123rf.com: Wavebreak Media Ltd.
Ivan Levison, a brilliant marketing copywriter, wrote early this year about names and, by extension, marketing language. He decries the tendency to come up with product or company names that are essentially meaningless.
As he notes, Ford, Ferrari, Porsche, and Rolls-Royces were named after the companies’ owners. As time went on, cars were named more evocatively with “names that men, then the principal buyers of cars in America, would find irresistible.” He mentions the Explorer and the Viper but oddly enough, leaves out the Mustang.

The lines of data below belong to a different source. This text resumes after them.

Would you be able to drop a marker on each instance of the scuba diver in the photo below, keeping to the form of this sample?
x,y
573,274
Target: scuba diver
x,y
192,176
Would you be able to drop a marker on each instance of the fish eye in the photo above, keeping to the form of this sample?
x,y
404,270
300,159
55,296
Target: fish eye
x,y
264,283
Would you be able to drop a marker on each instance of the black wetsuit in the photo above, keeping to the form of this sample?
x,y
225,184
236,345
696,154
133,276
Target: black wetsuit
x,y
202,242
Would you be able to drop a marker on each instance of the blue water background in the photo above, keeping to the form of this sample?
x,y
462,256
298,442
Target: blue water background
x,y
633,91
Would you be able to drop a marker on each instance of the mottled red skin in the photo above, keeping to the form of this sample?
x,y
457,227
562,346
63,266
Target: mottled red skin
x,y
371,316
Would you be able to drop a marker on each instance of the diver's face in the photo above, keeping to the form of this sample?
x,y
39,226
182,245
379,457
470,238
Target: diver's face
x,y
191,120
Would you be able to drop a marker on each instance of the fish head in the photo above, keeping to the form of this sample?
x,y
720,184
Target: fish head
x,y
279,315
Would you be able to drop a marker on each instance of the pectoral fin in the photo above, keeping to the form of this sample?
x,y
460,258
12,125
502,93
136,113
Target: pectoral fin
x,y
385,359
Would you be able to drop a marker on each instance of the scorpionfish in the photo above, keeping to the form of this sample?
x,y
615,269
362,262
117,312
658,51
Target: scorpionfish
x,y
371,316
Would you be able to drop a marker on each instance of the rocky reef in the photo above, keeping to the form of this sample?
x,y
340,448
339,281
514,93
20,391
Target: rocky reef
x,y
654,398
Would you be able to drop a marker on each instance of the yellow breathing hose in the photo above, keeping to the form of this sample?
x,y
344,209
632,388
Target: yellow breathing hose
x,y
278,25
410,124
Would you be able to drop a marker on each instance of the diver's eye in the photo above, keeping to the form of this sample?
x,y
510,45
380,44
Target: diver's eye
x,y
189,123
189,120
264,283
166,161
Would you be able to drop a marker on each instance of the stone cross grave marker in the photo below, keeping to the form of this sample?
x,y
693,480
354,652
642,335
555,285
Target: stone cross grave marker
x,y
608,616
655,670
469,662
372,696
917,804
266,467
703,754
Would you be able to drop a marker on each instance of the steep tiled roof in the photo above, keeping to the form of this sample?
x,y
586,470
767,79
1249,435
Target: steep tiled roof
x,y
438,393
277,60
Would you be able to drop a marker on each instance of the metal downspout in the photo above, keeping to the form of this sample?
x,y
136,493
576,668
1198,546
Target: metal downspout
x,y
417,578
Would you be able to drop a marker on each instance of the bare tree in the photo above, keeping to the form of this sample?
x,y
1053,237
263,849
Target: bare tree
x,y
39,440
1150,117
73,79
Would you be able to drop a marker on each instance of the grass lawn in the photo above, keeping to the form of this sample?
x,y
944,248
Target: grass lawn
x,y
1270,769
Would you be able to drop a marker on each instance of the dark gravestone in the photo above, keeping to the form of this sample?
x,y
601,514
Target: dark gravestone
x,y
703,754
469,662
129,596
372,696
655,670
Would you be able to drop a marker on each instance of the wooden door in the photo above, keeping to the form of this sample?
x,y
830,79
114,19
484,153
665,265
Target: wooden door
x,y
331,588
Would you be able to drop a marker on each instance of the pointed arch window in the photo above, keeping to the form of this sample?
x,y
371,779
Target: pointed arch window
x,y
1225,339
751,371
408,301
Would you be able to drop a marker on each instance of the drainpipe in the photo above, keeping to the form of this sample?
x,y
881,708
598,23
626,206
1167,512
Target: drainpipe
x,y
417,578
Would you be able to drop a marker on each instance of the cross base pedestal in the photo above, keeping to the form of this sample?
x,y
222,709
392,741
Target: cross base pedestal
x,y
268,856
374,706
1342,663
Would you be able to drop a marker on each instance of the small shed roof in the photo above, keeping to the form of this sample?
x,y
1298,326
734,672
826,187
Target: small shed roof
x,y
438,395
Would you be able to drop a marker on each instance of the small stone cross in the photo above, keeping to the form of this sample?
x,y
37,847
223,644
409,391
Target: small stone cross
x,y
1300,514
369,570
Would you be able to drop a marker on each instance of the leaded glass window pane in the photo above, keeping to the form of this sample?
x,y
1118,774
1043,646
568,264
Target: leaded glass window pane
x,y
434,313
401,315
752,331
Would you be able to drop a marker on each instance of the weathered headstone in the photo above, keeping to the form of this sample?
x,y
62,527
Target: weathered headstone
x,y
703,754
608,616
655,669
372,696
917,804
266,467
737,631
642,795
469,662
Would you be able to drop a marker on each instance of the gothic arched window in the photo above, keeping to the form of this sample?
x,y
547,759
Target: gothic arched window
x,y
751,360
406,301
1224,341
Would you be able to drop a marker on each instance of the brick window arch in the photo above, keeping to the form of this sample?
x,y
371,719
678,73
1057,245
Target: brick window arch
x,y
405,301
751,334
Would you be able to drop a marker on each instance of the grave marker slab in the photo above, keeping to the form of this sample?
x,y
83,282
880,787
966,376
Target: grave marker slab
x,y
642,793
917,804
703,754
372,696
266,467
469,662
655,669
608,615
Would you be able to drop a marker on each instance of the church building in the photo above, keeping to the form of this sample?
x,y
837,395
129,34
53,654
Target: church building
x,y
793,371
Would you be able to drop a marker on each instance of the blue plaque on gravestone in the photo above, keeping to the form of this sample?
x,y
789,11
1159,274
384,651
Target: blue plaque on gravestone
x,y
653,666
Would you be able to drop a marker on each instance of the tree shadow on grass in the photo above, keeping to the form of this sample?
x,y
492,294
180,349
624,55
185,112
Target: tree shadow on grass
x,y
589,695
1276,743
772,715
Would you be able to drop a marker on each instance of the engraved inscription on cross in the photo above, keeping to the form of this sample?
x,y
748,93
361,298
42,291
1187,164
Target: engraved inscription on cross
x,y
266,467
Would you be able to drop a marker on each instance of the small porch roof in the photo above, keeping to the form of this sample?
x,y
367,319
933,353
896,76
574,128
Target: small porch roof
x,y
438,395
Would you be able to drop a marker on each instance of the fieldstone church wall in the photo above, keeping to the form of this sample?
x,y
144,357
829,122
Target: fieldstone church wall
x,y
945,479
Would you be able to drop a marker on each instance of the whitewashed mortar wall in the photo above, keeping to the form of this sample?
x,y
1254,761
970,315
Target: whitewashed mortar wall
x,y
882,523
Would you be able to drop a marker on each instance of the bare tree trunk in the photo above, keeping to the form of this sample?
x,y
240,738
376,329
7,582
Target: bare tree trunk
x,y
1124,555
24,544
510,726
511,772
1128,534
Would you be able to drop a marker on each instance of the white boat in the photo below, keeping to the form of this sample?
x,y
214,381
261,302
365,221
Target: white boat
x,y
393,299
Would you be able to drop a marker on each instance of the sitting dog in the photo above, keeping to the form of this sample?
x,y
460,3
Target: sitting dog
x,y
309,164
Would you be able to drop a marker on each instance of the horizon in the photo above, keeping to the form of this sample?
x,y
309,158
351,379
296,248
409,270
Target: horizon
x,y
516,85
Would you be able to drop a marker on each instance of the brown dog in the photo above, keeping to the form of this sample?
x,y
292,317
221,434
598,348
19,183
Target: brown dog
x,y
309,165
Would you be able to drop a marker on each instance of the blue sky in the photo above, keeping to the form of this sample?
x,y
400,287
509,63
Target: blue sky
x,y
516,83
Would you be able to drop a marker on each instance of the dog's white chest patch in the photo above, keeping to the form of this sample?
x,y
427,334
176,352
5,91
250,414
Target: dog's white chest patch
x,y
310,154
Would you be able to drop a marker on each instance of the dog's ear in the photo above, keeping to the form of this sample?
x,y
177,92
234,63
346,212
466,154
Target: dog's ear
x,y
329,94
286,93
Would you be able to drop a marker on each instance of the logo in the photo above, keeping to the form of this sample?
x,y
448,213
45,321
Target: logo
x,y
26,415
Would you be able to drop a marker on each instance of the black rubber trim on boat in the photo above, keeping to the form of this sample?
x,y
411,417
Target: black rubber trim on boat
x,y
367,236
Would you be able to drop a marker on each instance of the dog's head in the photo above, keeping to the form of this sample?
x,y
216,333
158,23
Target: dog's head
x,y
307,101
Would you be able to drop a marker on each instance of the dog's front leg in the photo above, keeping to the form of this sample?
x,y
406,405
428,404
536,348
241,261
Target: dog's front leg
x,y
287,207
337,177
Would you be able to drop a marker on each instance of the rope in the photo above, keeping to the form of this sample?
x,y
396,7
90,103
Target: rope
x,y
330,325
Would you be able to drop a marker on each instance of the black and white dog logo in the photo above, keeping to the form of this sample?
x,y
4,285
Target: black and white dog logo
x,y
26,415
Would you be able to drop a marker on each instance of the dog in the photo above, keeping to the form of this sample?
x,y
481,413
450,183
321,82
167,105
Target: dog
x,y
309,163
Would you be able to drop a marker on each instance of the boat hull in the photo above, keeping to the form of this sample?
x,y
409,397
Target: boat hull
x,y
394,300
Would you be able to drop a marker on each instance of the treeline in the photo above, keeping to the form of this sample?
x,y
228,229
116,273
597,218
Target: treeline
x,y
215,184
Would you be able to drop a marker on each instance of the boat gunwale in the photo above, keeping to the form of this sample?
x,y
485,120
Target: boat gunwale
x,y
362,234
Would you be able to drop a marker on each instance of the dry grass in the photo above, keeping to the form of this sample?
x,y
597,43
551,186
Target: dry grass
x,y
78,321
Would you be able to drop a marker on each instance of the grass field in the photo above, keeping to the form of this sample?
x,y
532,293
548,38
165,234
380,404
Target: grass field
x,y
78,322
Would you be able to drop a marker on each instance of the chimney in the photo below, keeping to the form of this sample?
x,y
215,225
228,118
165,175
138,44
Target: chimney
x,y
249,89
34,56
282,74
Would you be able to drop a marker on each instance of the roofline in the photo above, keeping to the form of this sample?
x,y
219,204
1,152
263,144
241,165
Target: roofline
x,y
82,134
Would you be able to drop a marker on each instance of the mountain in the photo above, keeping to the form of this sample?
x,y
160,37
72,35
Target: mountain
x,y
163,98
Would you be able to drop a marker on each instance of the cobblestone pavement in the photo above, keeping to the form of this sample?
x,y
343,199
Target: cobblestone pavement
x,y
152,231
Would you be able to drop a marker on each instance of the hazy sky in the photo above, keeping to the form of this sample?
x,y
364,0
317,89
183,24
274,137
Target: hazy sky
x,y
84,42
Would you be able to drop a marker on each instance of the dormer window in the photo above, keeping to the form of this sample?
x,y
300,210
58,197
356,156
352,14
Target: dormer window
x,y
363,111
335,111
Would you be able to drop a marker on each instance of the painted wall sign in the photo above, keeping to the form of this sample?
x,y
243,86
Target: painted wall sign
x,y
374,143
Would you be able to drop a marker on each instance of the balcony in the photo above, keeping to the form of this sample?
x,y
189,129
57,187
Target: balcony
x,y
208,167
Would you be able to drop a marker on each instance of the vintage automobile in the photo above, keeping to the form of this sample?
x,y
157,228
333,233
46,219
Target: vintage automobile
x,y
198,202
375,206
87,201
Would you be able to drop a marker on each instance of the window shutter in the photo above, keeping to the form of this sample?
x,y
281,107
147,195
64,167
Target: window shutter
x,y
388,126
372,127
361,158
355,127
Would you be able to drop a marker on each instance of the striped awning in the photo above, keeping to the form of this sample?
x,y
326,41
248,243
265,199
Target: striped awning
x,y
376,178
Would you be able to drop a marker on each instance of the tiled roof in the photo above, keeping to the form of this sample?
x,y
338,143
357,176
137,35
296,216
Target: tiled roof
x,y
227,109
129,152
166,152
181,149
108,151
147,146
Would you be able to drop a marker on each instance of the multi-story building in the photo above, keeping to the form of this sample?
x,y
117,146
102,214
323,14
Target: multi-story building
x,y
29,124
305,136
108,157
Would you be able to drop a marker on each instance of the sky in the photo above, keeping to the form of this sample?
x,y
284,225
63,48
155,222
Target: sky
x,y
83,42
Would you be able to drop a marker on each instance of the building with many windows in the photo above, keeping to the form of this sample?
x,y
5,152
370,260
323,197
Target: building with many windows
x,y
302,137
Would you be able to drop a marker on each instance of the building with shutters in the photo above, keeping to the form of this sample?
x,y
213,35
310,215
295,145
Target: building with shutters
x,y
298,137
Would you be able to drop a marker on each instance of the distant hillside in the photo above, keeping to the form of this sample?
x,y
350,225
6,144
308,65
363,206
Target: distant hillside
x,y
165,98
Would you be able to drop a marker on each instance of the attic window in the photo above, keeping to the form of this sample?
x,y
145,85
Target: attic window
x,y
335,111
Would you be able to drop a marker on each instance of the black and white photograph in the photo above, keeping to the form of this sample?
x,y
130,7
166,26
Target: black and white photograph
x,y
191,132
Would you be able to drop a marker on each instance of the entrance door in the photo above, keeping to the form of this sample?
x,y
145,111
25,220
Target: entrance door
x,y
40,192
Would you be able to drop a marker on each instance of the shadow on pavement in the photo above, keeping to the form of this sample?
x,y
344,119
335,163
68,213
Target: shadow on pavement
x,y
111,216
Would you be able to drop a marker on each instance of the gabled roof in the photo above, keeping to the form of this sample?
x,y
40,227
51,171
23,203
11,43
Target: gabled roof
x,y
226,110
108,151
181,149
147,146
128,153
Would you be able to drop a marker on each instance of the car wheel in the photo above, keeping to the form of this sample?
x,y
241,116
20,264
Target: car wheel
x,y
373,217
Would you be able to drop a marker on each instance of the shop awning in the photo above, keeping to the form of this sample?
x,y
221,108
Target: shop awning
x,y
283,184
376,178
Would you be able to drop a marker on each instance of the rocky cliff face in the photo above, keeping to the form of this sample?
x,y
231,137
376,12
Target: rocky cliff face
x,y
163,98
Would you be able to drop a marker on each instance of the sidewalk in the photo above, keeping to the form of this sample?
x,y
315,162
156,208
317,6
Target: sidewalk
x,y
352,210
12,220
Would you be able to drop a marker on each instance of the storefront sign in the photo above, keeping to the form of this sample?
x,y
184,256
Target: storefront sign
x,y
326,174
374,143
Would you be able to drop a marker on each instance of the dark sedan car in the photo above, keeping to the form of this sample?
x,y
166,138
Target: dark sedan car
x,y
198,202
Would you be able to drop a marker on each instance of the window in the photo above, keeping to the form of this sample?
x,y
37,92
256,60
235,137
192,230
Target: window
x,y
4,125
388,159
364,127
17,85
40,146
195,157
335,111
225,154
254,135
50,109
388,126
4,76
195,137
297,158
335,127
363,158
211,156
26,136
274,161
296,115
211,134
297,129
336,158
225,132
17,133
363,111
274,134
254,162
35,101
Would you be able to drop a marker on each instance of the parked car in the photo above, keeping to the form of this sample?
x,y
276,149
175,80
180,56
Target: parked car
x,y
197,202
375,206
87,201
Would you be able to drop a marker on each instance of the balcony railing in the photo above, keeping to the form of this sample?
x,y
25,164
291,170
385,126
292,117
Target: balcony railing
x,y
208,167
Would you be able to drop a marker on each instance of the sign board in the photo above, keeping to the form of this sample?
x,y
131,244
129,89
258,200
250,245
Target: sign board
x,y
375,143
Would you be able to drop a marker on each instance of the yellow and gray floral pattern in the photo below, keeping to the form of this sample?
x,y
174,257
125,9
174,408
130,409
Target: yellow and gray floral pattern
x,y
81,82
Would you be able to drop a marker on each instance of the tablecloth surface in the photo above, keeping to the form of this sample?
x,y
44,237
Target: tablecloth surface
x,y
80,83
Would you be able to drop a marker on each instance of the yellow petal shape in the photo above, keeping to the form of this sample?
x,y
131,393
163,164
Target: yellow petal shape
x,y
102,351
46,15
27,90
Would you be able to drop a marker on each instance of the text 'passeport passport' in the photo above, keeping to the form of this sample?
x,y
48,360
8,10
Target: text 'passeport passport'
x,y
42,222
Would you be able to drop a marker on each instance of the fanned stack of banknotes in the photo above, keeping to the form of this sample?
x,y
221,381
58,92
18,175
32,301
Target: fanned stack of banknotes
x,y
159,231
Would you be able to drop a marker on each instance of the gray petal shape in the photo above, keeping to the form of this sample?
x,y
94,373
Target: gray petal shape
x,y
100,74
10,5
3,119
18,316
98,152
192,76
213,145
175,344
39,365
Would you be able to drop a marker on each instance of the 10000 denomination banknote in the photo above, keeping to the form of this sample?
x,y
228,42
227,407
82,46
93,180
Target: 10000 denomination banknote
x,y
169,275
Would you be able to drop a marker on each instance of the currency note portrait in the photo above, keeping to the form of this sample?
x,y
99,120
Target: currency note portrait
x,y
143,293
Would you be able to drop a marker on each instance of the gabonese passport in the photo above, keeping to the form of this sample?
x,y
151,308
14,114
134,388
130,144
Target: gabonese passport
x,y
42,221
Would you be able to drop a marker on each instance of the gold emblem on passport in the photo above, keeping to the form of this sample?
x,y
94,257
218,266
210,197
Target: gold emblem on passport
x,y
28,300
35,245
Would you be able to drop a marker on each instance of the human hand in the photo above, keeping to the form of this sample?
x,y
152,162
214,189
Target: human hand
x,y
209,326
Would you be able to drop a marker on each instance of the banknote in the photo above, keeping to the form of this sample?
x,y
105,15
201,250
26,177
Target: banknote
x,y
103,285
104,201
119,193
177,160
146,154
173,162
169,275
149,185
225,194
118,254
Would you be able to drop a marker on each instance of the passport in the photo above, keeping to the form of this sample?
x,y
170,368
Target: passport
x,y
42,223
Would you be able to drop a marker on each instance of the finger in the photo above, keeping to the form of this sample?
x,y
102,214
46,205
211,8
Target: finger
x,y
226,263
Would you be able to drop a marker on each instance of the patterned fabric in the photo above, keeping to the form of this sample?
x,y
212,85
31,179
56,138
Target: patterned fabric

In my view, that wonderful name suggests rugged independence and crazy speed, a suggestion that becomes flesh in the fabulous chase scene from Bullitt.
Since then, we seem to have lost our marketing juju. I’m sure I’m not alone in scratching my head over names like Agilent, Etsy, and Spotify. They sound SV cool, but really, what do they say? Mr. Levison’s article is a plea for meaningful names. Honest names. Here, he delivers a nice ding to the Altria Group, formerly Philip Morris, which has chosen “to become invisible and fly under the radar with a non-name.” My aside: to obscure its purveyor-of-death origins.
In the spirit of interactivity and just plain good fun, I’d love to see your nominations for annoyingly meaningless names.